Introductionはなぜこの研究が重要かどうかを順序立てて書きます。 Abstractをもっと長くした要約になります。 なぜこの研究・実験をしたかについて、ここで読み手を納得させれなかったらアウトです。
Related Workは短い論文だとIntroductionに入れる場合もありますが、過去の関連した研究の要約を書きます。
Experimentは、たとえば実験したときに、その方法を詳しく説明。 新しいアルゴリズムなどがあればそれも説明します。
Resultsは、実験結果の分析結果などについて記述
Conclusionでは、結果をふまえて手短に全体の要約をまた書きます。
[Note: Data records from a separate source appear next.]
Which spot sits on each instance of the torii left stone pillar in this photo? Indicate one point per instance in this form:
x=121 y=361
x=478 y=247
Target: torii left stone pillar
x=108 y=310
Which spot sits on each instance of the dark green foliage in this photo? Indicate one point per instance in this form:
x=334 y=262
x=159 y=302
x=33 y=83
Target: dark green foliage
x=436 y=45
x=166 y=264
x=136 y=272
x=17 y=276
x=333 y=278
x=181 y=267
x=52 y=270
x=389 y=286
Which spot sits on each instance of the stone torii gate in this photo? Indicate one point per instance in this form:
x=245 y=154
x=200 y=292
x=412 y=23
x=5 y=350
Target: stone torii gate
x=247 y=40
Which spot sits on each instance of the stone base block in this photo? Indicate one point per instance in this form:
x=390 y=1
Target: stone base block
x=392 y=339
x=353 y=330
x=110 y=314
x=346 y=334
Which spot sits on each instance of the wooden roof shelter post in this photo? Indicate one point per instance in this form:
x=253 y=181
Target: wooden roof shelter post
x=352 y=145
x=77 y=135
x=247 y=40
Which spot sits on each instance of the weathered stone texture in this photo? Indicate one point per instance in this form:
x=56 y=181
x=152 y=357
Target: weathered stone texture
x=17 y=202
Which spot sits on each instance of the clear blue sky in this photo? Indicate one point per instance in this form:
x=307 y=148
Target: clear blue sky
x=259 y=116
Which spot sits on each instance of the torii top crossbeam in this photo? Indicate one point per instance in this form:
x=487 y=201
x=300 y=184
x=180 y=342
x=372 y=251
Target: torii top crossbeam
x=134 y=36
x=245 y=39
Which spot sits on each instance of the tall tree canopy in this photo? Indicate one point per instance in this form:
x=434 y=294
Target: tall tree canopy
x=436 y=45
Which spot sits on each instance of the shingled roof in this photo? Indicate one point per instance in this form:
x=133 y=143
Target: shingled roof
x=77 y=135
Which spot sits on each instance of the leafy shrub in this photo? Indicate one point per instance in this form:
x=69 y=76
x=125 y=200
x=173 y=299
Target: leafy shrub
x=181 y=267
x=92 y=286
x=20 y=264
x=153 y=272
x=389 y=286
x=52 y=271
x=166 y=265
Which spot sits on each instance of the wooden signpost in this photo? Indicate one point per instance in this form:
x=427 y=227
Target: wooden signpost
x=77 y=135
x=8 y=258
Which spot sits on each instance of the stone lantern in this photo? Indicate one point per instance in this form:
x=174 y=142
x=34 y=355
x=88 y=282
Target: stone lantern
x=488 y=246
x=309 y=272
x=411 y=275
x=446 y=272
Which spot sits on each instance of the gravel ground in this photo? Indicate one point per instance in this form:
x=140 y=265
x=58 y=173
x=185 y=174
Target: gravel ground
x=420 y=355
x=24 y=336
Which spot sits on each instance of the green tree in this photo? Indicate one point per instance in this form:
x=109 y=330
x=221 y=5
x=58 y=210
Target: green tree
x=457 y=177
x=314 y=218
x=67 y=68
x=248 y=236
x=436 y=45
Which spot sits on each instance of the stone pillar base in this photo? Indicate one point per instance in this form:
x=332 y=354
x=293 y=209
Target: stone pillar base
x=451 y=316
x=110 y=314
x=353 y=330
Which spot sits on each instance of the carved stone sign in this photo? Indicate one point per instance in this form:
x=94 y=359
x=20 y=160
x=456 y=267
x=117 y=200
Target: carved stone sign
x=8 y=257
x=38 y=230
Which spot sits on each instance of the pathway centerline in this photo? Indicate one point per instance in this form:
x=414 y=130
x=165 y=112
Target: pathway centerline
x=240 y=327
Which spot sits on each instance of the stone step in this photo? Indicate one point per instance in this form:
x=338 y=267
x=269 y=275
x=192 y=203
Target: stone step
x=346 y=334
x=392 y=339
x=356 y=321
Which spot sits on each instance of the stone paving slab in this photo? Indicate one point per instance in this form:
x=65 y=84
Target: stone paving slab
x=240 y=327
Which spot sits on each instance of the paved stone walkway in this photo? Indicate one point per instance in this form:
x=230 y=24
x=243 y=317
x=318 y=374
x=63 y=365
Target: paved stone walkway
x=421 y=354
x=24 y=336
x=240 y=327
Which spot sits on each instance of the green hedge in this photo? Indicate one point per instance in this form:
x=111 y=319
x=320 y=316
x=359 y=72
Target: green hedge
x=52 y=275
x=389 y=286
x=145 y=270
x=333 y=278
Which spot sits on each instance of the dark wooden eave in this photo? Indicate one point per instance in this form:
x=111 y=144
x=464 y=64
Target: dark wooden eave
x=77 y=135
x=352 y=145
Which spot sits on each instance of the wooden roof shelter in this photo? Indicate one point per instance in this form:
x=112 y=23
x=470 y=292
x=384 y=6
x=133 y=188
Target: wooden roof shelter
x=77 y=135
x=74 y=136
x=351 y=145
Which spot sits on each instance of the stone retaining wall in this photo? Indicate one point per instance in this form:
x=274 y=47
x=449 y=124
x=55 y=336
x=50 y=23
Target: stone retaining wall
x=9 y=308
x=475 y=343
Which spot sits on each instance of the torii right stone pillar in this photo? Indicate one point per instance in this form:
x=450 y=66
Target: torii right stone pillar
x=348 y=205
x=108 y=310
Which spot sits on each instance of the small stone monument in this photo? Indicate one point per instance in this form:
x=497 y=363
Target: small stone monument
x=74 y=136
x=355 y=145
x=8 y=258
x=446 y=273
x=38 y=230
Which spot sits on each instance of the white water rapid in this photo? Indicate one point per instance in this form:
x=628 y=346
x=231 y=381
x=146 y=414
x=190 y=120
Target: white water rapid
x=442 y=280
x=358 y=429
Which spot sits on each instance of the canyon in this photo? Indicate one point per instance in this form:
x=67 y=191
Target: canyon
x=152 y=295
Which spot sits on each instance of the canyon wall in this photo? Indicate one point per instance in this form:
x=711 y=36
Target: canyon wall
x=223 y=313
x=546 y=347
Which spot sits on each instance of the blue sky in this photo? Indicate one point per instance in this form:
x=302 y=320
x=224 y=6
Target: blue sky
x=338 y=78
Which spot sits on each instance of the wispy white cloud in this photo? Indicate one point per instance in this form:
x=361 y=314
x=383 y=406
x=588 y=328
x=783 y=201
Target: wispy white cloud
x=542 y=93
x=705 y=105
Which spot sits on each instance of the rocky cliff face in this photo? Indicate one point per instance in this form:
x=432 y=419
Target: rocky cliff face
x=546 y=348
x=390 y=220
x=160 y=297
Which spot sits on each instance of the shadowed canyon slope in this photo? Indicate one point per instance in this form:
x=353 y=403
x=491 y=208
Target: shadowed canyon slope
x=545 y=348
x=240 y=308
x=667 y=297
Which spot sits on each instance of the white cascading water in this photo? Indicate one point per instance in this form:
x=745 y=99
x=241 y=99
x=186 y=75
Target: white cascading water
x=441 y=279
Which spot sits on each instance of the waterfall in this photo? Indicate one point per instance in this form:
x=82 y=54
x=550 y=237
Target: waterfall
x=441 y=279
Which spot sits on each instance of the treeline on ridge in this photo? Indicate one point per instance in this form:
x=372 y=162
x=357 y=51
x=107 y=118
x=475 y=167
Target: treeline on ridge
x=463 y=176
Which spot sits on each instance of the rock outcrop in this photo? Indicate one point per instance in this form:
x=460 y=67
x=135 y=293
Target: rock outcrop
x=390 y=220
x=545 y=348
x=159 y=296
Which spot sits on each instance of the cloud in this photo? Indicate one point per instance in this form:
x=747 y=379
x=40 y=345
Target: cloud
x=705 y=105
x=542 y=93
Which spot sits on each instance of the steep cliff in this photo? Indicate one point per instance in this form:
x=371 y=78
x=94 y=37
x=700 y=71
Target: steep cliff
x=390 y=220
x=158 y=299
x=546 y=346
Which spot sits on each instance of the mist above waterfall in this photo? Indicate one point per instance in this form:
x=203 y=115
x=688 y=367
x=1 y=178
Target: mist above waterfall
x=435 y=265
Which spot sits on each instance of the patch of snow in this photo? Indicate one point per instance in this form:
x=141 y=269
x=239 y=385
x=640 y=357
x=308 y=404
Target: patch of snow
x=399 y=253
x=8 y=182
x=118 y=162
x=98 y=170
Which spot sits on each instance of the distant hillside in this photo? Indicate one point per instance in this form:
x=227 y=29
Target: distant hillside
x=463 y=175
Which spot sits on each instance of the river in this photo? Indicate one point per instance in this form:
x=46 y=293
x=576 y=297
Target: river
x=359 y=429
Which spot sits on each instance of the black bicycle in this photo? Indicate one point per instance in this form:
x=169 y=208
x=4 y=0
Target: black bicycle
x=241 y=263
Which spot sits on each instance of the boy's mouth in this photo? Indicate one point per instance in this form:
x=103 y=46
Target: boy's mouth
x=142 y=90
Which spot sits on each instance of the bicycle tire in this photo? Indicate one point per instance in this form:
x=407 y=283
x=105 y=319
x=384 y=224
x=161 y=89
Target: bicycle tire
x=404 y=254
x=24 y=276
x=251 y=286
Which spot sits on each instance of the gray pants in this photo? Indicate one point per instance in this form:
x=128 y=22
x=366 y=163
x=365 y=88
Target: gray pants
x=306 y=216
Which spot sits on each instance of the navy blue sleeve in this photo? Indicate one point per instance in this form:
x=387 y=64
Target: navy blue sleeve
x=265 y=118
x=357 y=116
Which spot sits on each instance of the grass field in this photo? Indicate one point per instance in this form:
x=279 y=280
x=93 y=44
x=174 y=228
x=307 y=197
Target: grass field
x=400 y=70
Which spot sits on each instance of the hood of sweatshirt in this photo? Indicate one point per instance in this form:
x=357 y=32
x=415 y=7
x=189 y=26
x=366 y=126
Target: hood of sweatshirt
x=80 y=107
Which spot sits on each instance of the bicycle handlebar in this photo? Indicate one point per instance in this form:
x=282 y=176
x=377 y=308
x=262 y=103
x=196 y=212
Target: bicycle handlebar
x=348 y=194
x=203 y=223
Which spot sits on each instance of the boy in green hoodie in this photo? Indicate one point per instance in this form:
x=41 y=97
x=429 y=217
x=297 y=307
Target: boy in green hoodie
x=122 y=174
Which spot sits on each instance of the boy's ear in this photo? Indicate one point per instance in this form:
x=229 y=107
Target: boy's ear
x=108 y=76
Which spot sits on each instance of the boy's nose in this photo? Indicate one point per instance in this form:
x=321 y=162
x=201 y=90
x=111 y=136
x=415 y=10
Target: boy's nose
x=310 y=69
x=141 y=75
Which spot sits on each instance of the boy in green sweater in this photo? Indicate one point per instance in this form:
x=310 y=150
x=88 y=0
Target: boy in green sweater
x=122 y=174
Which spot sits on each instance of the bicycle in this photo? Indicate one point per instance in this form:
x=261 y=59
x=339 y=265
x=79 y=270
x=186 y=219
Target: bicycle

今回の実験の結果を今後の研究にどう役立てるかとかそんなことを書く場合もあります。
上記のセクションの中にサブセクションも必要に応じて作ります。
2つ以上の違う実験を同じ論文に書く場合。
たとえば実験1と実験2があったとします。
その場合は、実験1の方法、実験1の結果、実験2の方法、実験2の結果、という順序で書きます。
2. 基本は1人称複数(We)で
たとえ論文の筆者が1人(自分だけ)でも、論文の中では一人称単数(I)ではなく、1人称複数(We)を使います。
例1:
×
◎ We used a method called 〜
例2:
×
◎ Our results show 〜
自分だけなのに、「我々は」なんて仰々しいですが、ルールです。
3. 困った時の論文の出だし
Abstractを書き始めたが、文章のはじめ方に詰まった!
出だしが肝心! どうしよう! 気の利いた書き出しが思い浮かばない〜
そんな時、私は反射のようにこう書き始めます:
We present 〜 (方法とかアルゴリズム)
とか、
In this paper we explore 〜
(exploreをinvestigateにしてみたり)
これでOK(!?)
★☆ 論文を読む ☆★
はじめは英語の論文なんて読みにくくて苦痛だと思います。
論文をじーっと見つめながら、ちっとも枚数減らないなあ、なんて思ったり。
凝視してるだけで読んでないんだから当たり前!
いちばんいいのは、自分のスーパーバイザー(担当教官)に教えを求めることです。
英語がネイティブの学生でも、論文を正しく読んでない人はいるので、恥ずかしがらずにきいたらいいと思います。
もし担当教官が教えてくれなければ、以下の方法をオススメします。
まず、Abstractを読む
そして、Conclusionを読む
で、Introductionから残りを読む
教授の中には、一番最後のReference(参照文献)をはじめに見るという人もいます。
ちゃんと重要な文献を読んで論文を書いているかどうかというのはとても大切なんですね。
★☆ 論文を探す ☆★
いちばん簡単なのはGoogle Scholarです。
SFUの大学のコンピューターからアクセスした場合、Google Scholarでヒットした文献はほとんどログインなしで見れるようになっています。
自宅のコンピューターなど読みたい場合は、大学の図書館のウェブサイトからログインをすると同じように文献にアクセスできます。
その他、大学の図書館が膨大なオンライン文献へのアクセスを許可しているので、まずは大学の図書館のサイトに行ってみましょう。